La rumeur d’une descente musclée des services de sécurité à la résidence de l’ex-Ministre des Mines Abou Bakar Traoré, a couru tout le week-end dernier dans plusieurs état-majors politiques et dans les salons huppés de Bamako. Les services que nous avons contactés ne confirment ni n’infirment l’information. L’ex-Ministre lui-même est resté injoignable malgré nos multiples tentatives.

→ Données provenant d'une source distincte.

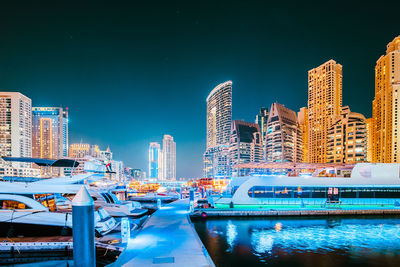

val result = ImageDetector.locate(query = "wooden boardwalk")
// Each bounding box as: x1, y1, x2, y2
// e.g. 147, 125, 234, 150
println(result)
111, 199, 215, 267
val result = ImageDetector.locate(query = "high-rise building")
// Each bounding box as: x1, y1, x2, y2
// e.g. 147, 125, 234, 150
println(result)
0, 92, 32, 168
204, 144, 229, 178
149, 142, 162, 179
265, 103, 303, 162
365, 118, 374, 162
62, 108, 69, 157
228, 120, 263, 176
297, 107, 308, 162
99, 146, 113, 162
32, 107, 68, 159
162, 134, 176, 180
372, 36, 400, 163
256, 107, 269, 159
207, 81, 232, 148
327, 106, 367, 164
110, 160, 126, 182
204, 81, 232, 177
307, 60, 342, 163
69, 143, 91, 159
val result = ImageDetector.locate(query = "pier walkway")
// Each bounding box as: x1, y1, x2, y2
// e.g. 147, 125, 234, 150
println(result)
111, 199, 215, 267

Pourtant, en toute vraisemblance, le torchon qui a commencé à brûler entre Abou et le président de la République, est loin d’être éteint. En tout cas, d’après certaines sources proches du palais présidentiel, ATT aurait décidé de sévir, sans complaisance contre tous ceux qui tenterait de remettre en cause ses efforts et d’écorner son honneur et sa dignité. «Je ne pardonnerais à personne de compromettre ma retraite présidentielle». Un diplomate français affirme avoir entendu ces propos de la bouche du chef de l’Etat lui-même.

Dans le cas précis de l’ex-patron de l’Hôtel des finances, Abou Bakar Traoré, le pestilentiel dossier qui a sonné le tocsin d’une collaboration devenue tumultueuse ces derniers temps avec ATT, est relatif à un douteux contrat qu’il a signé avec une société dénommée Alex STEWARD International LLC, pour l’audit des activités de production et d’exploitation des sociétés minières au Mali. En effet, mi 2007, M. Abou Bakar Traoré, alors Ministre de l’Economie et des Finances, entreprend une initiative rocambolesque. Un projet de contrat avec la société Alex STEWARD International LLC pour l’audit des activités de production et d’exploitation des sociétés minières au Mali. Deux choses frappent à l’œil. D’abord, la société choisie est plutôt une société de certification des exportations et non un bureau d’expertise en audit. Ensuite, le processus de sélection de cette société est douteux au plan de la réglementation des passations des marchés publics dans notre pays. A ceci s’ajoutent beaucoup d’autres irrégularités qui auraient été révélées au président de la République ATT par un expert européen en poste au Mali. ATT, selon nos sources, aurait aussi tôt demandé à voir plus clair. Sa surprise est grande. Selon nos sources, le président découvre tout ahuri trois documents plus compromettant les uns que les autres.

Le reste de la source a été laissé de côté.